Quitte à passer pour un monomaniaque springsteenien, on pourrait commencer par écrire, volontairement hors-sujet, que quiconque n'a jamais vu sur scène Jacques Higelin ne peut comprendre la ferveur, la fidélité animant son public, et la générosité qu’il prodiguait en retour.

Plus précisément, j’ai pour ma part commencé à écouter ces deux-là, Springsteen et Higelin, à peu près à la même période, mais je n’ai vu le Boss sur scène que quatre ans après mon premier concert du chanteur français.

Ce premier concert, c’était en 1988, à la Grande Halle de la Villette, autour de l’album Tombé du ciel. Ce ne fut pas le meilleur concert, parmi la grosse quinzaine auxquels j’ai assisté, mais c’est sans doute le plus mémorable.
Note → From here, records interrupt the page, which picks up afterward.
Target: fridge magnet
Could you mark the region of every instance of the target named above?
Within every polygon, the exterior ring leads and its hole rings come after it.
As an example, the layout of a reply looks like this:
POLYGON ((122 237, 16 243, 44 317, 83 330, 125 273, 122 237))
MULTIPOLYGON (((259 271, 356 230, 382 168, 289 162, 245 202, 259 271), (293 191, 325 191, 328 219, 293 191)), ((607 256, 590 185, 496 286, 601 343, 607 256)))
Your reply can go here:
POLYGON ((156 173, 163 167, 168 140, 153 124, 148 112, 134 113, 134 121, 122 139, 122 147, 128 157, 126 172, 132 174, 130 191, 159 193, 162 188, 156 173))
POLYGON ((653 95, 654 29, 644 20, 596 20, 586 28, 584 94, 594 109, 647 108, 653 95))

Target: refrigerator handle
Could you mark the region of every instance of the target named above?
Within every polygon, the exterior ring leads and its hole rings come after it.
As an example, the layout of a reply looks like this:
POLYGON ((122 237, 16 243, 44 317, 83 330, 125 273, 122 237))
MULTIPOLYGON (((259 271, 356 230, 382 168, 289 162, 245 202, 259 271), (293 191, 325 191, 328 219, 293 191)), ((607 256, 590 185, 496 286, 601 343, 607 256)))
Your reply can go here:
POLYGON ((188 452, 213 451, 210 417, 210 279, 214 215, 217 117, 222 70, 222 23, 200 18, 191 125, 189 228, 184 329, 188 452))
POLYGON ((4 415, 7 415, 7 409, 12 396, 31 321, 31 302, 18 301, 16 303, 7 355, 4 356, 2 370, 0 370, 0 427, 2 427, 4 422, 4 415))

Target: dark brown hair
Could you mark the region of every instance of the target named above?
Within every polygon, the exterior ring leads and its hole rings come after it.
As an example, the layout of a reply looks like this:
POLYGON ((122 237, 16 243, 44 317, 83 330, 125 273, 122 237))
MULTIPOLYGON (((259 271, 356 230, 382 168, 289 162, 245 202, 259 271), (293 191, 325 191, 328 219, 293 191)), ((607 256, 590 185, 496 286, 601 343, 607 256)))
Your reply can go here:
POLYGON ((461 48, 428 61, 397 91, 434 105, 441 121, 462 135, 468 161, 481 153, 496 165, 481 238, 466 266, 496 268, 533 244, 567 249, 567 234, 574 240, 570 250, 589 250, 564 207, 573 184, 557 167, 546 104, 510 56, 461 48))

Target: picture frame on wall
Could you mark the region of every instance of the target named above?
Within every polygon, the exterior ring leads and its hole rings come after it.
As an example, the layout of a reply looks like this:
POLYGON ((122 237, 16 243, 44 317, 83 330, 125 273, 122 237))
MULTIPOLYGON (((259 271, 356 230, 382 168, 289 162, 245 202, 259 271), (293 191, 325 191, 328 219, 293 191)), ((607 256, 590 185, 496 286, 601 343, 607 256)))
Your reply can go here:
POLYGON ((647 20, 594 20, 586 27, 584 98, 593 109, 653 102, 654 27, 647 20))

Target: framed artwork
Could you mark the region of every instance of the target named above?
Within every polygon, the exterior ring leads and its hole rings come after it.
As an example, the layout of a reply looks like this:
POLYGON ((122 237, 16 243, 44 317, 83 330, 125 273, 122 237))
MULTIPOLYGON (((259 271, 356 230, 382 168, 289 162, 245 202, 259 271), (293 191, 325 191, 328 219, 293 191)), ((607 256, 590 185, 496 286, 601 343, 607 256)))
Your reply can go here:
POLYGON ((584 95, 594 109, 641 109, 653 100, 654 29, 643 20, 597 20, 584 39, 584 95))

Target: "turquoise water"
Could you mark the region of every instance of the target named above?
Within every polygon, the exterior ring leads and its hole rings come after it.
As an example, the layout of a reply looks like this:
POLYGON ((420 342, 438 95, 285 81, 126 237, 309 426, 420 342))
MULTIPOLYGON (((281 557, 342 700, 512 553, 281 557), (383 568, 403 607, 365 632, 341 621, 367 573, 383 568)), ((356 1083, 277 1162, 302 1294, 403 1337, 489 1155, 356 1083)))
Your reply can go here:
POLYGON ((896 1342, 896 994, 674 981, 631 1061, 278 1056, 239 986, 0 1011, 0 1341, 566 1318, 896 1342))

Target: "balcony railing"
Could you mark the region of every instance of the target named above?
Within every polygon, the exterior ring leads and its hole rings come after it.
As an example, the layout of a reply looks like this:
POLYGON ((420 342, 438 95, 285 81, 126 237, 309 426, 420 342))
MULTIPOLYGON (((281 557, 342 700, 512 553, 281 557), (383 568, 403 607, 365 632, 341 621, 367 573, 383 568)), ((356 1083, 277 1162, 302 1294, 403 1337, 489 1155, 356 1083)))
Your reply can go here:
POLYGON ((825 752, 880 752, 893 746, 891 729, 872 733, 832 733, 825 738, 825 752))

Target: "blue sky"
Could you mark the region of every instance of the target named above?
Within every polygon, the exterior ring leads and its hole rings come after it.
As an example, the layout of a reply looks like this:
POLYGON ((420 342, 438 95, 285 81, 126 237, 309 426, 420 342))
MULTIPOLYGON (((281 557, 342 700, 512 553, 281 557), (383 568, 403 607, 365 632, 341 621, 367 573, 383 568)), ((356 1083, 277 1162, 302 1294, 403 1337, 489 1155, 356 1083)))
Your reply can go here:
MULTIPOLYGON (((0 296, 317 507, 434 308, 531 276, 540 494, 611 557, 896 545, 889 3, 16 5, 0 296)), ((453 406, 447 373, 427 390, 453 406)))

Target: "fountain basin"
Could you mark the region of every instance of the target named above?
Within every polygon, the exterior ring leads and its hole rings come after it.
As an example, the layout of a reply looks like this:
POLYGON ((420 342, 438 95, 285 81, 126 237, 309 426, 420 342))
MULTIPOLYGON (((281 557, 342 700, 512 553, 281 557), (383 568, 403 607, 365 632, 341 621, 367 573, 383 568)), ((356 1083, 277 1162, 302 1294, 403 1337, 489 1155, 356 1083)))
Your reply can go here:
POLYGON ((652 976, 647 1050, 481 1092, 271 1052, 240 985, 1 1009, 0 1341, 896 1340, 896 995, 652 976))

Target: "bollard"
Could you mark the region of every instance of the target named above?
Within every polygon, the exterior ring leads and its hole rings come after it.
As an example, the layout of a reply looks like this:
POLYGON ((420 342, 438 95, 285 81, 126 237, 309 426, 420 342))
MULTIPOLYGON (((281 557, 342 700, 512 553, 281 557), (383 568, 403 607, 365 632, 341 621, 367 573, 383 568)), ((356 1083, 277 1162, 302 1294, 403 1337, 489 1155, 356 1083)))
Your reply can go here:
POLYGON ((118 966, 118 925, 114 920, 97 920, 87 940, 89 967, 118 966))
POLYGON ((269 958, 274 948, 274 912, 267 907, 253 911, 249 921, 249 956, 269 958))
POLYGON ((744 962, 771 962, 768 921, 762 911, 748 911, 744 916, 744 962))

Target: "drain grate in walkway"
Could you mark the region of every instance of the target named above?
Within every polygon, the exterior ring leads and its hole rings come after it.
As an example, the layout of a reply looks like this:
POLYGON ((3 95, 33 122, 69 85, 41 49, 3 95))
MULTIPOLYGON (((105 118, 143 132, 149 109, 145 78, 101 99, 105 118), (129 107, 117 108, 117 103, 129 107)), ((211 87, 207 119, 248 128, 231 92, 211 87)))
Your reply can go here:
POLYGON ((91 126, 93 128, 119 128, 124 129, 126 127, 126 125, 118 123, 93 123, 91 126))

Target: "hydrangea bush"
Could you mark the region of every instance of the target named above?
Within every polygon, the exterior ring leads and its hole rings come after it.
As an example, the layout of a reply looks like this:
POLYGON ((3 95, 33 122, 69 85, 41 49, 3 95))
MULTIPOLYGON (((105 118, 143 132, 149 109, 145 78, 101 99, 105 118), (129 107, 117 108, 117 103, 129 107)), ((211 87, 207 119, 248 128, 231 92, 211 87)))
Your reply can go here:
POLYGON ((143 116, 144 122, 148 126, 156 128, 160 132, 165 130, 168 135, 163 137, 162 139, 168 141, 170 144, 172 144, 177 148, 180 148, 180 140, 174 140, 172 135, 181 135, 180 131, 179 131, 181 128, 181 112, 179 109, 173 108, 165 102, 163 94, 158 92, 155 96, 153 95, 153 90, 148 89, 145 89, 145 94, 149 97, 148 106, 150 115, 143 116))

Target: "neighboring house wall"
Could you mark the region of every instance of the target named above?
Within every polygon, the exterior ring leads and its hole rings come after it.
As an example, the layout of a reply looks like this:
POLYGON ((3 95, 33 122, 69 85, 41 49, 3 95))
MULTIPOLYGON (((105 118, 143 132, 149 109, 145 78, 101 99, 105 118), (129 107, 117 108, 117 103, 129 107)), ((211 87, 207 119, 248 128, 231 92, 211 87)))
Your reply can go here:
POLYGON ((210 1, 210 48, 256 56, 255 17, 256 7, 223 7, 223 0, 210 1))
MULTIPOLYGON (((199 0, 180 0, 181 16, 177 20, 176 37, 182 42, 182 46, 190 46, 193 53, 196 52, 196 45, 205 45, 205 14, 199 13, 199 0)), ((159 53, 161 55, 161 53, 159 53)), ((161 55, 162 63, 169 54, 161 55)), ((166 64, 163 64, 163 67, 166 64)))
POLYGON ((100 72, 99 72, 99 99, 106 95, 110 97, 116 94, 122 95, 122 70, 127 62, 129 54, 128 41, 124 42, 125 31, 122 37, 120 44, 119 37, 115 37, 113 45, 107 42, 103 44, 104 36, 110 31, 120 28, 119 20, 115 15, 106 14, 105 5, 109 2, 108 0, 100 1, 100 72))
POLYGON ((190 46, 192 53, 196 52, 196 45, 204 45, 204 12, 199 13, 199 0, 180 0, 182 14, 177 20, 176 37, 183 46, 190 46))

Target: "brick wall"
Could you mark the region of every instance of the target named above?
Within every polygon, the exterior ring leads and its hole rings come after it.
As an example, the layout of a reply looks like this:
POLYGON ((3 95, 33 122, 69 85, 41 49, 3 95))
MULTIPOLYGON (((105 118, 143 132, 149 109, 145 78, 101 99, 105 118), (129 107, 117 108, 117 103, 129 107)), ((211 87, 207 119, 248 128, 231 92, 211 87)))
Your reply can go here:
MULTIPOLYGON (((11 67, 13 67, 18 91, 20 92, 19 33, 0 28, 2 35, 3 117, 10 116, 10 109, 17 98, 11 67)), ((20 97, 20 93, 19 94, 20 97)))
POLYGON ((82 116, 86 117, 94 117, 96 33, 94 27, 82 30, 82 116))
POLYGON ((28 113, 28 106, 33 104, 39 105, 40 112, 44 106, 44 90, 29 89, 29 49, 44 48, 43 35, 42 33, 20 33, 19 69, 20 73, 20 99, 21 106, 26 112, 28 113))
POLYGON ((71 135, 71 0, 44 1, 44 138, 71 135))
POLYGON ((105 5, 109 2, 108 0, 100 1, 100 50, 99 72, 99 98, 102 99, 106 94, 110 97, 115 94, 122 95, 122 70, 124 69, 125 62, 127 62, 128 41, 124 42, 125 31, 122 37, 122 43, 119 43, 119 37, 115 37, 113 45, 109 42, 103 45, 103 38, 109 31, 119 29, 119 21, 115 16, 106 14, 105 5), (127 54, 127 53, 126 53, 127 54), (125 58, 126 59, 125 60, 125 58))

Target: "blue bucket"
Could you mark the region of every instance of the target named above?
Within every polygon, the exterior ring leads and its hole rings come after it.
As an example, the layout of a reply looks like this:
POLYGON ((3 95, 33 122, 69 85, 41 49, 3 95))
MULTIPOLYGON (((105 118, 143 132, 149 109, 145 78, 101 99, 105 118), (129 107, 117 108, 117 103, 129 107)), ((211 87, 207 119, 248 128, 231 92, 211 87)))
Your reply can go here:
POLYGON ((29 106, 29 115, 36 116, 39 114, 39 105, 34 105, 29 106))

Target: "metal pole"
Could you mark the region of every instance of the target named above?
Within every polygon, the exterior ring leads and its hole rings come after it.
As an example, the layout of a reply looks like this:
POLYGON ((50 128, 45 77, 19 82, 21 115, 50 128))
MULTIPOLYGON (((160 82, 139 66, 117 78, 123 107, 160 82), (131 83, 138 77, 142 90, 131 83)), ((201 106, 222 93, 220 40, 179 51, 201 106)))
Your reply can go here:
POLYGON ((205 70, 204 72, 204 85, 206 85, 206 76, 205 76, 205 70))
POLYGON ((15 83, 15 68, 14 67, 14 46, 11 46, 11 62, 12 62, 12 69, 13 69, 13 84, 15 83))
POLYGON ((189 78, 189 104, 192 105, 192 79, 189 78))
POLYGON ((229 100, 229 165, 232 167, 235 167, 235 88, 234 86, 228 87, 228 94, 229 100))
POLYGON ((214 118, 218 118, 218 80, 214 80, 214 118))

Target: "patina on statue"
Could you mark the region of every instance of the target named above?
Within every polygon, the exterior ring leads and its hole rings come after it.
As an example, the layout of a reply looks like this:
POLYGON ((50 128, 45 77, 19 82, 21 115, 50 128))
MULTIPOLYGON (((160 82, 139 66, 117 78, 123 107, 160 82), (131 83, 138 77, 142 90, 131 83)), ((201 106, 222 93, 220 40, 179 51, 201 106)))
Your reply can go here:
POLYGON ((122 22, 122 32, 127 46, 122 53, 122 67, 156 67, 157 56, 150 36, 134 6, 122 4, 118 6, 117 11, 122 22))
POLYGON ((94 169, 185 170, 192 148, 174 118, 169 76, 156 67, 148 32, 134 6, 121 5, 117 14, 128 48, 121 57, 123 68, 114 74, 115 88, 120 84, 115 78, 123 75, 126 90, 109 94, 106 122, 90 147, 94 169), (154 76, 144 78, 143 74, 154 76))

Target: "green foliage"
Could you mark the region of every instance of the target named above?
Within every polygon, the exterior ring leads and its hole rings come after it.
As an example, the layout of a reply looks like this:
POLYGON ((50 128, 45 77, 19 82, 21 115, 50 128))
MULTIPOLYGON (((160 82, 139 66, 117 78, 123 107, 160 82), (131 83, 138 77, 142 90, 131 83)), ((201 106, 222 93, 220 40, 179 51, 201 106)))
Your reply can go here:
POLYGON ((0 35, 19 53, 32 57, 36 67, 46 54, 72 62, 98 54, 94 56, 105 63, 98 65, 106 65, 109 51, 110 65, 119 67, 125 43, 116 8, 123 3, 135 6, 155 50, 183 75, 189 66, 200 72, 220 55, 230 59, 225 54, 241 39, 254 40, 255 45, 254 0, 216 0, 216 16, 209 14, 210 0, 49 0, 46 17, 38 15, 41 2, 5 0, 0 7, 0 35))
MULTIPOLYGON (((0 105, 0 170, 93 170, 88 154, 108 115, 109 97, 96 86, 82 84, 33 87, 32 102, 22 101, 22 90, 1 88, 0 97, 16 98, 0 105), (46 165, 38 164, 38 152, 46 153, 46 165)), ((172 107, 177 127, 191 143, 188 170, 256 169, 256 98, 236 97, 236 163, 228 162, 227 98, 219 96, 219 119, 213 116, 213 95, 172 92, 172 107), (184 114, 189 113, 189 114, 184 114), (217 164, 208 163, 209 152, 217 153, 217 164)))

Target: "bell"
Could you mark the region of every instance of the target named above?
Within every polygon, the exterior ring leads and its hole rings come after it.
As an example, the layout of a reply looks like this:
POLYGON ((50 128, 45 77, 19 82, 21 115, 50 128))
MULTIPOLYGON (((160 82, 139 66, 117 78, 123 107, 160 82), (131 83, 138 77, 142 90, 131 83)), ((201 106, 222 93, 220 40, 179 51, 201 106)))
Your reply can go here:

Car c’était le premier, après quelques années déjà à fréquenter les chansons d’Higelin. Avant ce concert, donc, il y avait le triple album Higelin à Mogador, dont la copie cassette fut généreusement usée au gré des trajets en voiture, pour des weekends, pour des vacances, sur le walkman à double prise casque de ma grande sœur. Et puis il y avait un morceau mineur, Cult Movie, qui, au milieu des années 80, m’obsédait avec son harmoniciste en transe, son chant hurlé, son rythme trépidant. Et les vinyles de ma sœur, donc. Puis ceux – les mêmes, et d’autres – que j’achèterai par moi-même quelques années plus tard.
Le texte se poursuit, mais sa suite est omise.